WebpageProvider (Fallback Path):

# Location: lobster/tools/providers/webpage_provider.py
class WebpageProvider(BaseProvider):
    """Webpage scraping and PDF extraction (FALLBACK)."""

    capabilities = {ProviderCapability.GET_FULL_CONTENT}
    priority = 50  # Low priority (slower fallback)

    def __init__(self, data_manager: DataManagerV2):
        self.docling_service = DoclingService(data_manager)  # Composition

    def extract_content(
        self,
        url: str,
        keywords: Optional[List[str]] = None,
        max_paragraphs: int = 100
    ) -> dict:
        """
        Extract content via webpage or PDF (uses DoclingService).

        Automatically detects format and routes to appropriate parser.
        """

DoclingService (Internal, Not Registered):

Used internally by WebpageProvider via composition
Not registered as separate provider
Handles both webpage HTML and PDF parsing
Structure-aware parsing with table extraction

Three-Tier Content Cascade

The system implements intelligent fallback for full-text retrieval:

Cascade Flow

User Request: get_full_content("PMID:35042229")
    ↓
Step 1: Check DataManager cache
    ├─ Cache hit? → Return immediately (<100ms)
    └─ Cache miss → Continue to Tier 1
    ↓
Tier 1: PMC XML API (Priority 10)
    ├─ Provider: PMCProvider
    ├─ Duration: 500ms-2s
    ├─ Coverage: 30-40% of biomedical literature
    ├─ Success? → Cache + Return ✅
    └─ PMCNotAvailableError → Continue to Tier 2
    ↓
Tier 2: Resolve to URL (if identifier)
    ├─ Use PublicationResolver
    ├─ PMID/DOI → Accessible URL
    ├─ Check accessibility
    └─ If paywalled → Return error with suggestions
    ↓
Tier 3: Webpage/PDF Extraction (Priority 50)
    ├─ Provider: WebpageProvider
    ├─ Auto-detect: Webpage HTML or PDF
    ├─ Duration: 2-8s
    ├─ Uses: DoclingService internally
    ├─ Success? → Cache + Return ✅
    └─ Failure → Return error

Performance Characteristics

Tier	Path	Duration	Success Rate	Coverage
Cache	DataManager lookup	<100ms	100% (if cached)	Previously accessed
Tier 1	PMC XML API	500ms-2s	95%	30-40% (open access)
Tier 2	URL Resolution	Variable	70-80%	Depends on accessibility
Tier 3	Webpage/PDF	2-8s	70%	Major publishers + preprints

Code Example

from lobster.tools.content_access_service import ContentAccessService

service = ContentAccessService(data_manager)

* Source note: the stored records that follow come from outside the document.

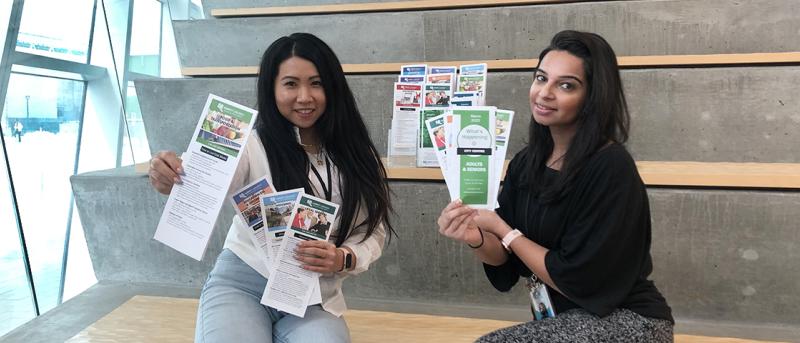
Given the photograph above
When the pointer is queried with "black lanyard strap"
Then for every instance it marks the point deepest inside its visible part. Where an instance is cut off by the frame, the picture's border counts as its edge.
(327, 189)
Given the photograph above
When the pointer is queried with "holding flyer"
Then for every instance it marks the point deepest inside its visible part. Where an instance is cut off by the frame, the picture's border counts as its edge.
(246, 202)
(470, 156)
(278, 209)
(209, 164)
(290, 287)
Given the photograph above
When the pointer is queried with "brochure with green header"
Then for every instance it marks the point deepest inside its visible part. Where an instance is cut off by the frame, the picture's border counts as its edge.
(472, 151)
(426, 151)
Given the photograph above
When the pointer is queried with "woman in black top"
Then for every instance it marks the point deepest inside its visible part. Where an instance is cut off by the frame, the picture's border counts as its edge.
(574, 214)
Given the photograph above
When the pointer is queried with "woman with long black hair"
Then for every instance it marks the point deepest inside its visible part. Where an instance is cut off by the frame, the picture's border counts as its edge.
(309, 134)
(574, 218)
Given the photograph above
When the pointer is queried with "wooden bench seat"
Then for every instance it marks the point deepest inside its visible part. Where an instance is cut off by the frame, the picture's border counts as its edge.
(164, 319)
(625, 62)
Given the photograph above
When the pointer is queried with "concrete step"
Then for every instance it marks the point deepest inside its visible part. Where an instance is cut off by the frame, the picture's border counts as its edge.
(150, 313)
(718, 254)
(745, 114)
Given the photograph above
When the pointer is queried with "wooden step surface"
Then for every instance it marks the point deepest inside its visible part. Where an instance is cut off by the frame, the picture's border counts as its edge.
(393, 6)
(659, 173)
(164, 319)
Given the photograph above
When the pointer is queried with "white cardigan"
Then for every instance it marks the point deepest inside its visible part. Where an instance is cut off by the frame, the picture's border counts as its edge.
(253, 165)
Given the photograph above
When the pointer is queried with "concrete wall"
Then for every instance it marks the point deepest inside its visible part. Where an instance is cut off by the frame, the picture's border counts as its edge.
(632, 27)
(720, 254)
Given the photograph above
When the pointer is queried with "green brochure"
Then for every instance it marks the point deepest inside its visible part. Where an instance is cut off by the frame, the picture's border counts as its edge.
(474, 146)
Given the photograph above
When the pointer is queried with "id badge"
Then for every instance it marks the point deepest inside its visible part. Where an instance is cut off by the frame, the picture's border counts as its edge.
(540, 299)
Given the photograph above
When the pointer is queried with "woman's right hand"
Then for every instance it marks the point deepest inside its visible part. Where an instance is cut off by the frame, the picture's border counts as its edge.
(456, 222)
(165, 171)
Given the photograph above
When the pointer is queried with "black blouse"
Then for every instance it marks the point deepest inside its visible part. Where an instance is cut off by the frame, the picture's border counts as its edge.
(598, 236)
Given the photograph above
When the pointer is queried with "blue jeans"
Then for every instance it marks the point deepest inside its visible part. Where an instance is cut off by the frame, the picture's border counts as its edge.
(231, 311)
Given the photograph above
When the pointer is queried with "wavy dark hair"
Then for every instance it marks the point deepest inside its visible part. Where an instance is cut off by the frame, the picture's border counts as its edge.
(341, 131)
(603, 118)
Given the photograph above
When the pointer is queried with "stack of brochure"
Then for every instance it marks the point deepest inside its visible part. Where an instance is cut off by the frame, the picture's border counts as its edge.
(278, 222)
(471, 144)
(441, 113)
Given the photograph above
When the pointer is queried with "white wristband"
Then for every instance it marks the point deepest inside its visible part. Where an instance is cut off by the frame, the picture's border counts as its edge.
(510, 237)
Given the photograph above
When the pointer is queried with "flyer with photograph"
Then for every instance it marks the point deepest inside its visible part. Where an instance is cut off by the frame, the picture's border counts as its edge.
(503, 121)
(470, 155)
(465, 99)
(209, 164)
(290, 287)
(248, 207)
(442, 75)
(426, 151)
(404, 132)
(435, 128)
(278, 210)
(411, 79)
(407, 95)
(437, 95)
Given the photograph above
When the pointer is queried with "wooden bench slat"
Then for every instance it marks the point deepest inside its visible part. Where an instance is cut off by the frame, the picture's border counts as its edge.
(394, 6)
(659, 173)
(625, 62)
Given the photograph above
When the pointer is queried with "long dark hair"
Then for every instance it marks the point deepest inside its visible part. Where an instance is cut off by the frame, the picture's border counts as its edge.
(603, 118)
(341, 131)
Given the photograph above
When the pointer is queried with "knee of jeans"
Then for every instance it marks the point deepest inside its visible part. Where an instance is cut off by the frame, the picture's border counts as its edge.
(318, 326)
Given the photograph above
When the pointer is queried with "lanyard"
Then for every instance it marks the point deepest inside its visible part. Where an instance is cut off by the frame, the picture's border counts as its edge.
(327, 189)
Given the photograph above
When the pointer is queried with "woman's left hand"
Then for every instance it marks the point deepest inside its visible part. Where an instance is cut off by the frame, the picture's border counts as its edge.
(318, 256)
(491, 222)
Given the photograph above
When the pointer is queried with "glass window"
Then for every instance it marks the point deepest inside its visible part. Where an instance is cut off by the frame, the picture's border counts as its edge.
(46, 112)
(58, 29)
(5, 13)
(80, 274)
(15, 294)
(145, 53)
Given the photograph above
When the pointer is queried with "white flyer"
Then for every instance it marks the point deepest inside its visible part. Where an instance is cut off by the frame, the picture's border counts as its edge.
(209, 164)
(469, 156)
(290, 287)
(426, 150)
(435, 129)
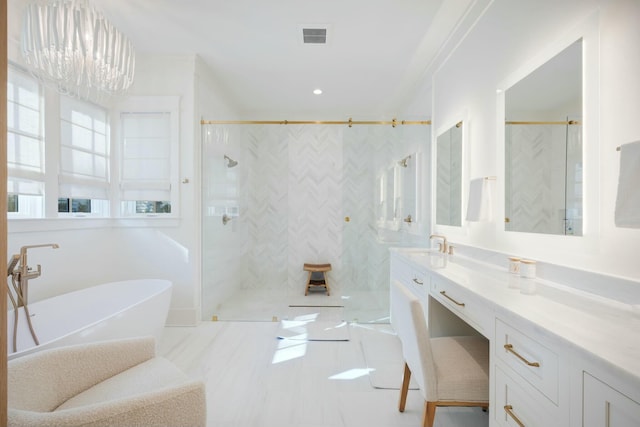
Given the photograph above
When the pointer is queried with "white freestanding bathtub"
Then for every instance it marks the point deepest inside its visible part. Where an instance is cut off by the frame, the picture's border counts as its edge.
(110, 311)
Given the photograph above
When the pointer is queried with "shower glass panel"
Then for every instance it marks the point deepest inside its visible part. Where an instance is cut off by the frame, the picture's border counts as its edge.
(277, 197)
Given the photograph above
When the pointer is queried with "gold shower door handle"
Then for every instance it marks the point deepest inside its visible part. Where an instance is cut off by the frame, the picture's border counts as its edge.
(509, 348)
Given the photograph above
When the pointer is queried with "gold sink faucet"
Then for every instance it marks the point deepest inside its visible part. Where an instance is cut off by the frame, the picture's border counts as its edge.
(442, 246)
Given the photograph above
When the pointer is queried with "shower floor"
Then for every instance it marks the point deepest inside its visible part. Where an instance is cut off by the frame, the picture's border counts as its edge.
(275, 305)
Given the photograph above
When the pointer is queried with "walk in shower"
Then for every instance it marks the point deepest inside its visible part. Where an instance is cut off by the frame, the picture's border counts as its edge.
(277, 196)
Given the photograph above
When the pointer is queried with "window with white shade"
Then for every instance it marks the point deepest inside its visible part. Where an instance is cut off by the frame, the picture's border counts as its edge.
(25, 146)
(67, 163)
(84, 158)
(148, 157)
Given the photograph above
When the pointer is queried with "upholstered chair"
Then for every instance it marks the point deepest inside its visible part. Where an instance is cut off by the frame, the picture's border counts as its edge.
(450, 371)
(111, 383)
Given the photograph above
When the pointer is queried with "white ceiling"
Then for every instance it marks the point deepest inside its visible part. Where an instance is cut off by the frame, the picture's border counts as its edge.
(378, 51)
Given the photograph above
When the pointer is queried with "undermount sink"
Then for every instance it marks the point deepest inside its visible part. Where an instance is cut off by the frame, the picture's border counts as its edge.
(430, 257)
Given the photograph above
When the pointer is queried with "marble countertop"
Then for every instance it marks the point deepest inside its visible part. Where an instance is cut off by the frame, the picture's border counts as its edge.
(607, 329)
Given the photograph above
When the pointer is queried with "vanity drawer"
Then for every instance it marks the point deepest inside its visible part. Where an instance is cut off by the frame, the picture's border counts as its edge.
(462, 303)
(416, 279)
(532, 360)
(518, 404)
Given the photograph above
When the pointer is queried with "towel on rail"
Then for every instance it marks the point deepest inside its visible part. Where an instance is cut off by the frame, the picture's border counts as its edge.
(627, 212)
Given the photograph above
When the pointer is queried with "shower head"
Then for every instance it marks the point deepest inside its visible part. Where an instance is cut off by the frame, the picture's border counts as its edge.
(403, 162)
(230, 162)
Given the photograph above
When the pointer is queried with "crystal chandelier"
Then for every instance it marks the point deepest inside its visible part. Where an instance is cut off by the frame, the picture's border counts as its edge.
(70, 45)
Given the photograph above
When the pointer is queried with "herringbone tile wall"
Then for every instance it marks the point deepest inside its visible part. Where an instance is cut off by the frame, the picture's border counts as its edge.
(293, 188)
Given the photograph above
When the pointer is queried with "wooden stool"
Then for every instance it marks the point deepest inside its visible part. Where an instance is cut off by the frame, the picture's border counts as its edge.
(319, 281)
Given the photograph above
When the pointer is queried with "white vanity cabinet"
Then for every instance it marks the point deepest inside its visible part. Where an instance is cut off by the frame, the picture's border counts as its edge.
(531, 382)
(464, 304)
(414, 276)
(556, 360)
(604, 406)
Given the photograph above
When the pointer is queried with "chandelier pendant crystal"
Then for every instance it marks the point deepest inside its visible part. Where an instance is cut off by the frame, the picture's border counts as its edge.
(70, 45)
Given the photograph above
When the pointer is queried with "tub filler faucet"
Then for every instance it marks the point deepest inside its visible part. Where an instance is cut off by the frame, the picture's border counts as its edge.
(20, 274)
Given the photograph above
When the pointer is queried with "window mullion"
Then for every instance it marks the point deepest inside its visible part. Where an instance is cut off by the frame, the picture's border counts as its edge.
(51, 150)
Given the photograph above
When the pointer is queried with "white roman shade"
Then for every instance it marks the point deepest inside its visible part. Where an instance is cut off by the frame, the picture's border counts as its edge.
(25, 141)
(146, 156)
(84, 150)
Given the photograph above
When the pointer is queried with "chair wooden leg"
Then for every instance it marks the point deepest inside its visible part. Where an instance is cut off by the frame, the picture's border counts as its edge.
(404, 390)
(326, 283)
(429, 414)
(306, 290)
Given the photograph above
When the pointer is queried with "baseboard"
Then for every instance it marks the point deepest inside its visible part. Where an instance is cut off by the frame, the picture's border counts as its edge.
(182, 317)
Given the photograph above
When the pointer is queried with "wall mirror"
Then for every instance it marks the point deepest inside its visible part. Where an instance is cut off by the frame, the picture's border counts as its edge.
(449, 176)
(543, 148)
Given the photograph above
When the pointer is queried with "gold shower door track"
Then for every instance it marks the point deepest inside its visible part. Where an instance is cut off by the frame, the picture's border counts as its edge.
(349, 122)
(570, 122)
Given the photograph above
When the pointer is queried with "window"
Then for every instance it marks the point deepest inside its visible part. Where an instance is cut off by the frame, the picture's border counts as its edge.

# Automatic three-tier cascade
content = service.get_full_content("PMID:35042229")

# Check which tier was used
print(f"Tier used: {content['tier_used']}")
# Possible values:
# - 'full_cached' (cache hit)
# - 'full_pmc_xml' (Tier 1: PMC)
# - 'full_webpage' (Tier 3: webpage HTML)
# - 'full_pdf' (Tier 3: PDF via Docling)

print(f"Source type: {content['source_type']}")
print(f"Extraction time: {content['extraction_time']:.2f}s")
print(f"Content length: {len(content['content'])} characters")

Method Categories & Usage

Discovery Methods (3)

search_literature()

Search PubMed, bioRxiv, medRxiv for publications.

Example:

results, stats, ir = service.search_literature(
    query="BRCA1 breast cancer",
    max_results=10,
    sources=["pubmed"],  # Optional: filter to specific sources
    filters={"publication_year": "2023"}  # Optional: date filters
)

print(f"Found {stats['results_count']} papers")
print(f"Provider: {stats['provider_used']}")  # PubMedProvider
print(f"Time: {stats['execution_time_ms']}ms")

discover_datasets()

Search for omics datasets with automatic accession detection.

Example:

# Direct accession (auto-detected)
results, stats, ir = service.discover_datasets(
    query="GSM6204600",  # GEO sample ID
    dataset_type=DatasetType.GEO
)

# Text search
results, stats, ir = service.discover_datasets(
    query="single-cell RNA-seq breast cancer",
    dataset_type=DatasetType.GEO,
    max_results=5
)

print(f"Found {stats['results_count']} datasets")
print(f"Accession detected: {stats.get('accession_detected', False)}")

find_linked_datasets()

Find datasets associated with a publication.

Example:

results = service.find_linked_datasets(
    identifier="PMID:35042229",
    dataset_types=[DatasetType.GEO, DatasetType.SRA]
)

print(results)  # Formatted list of linked datasets

Metadata Methods (2)

extract_metadata()

Extract publication or dataset metadata.

Example:

# Publication metadata
metadata = service.extract_metadata("PMID:35042229")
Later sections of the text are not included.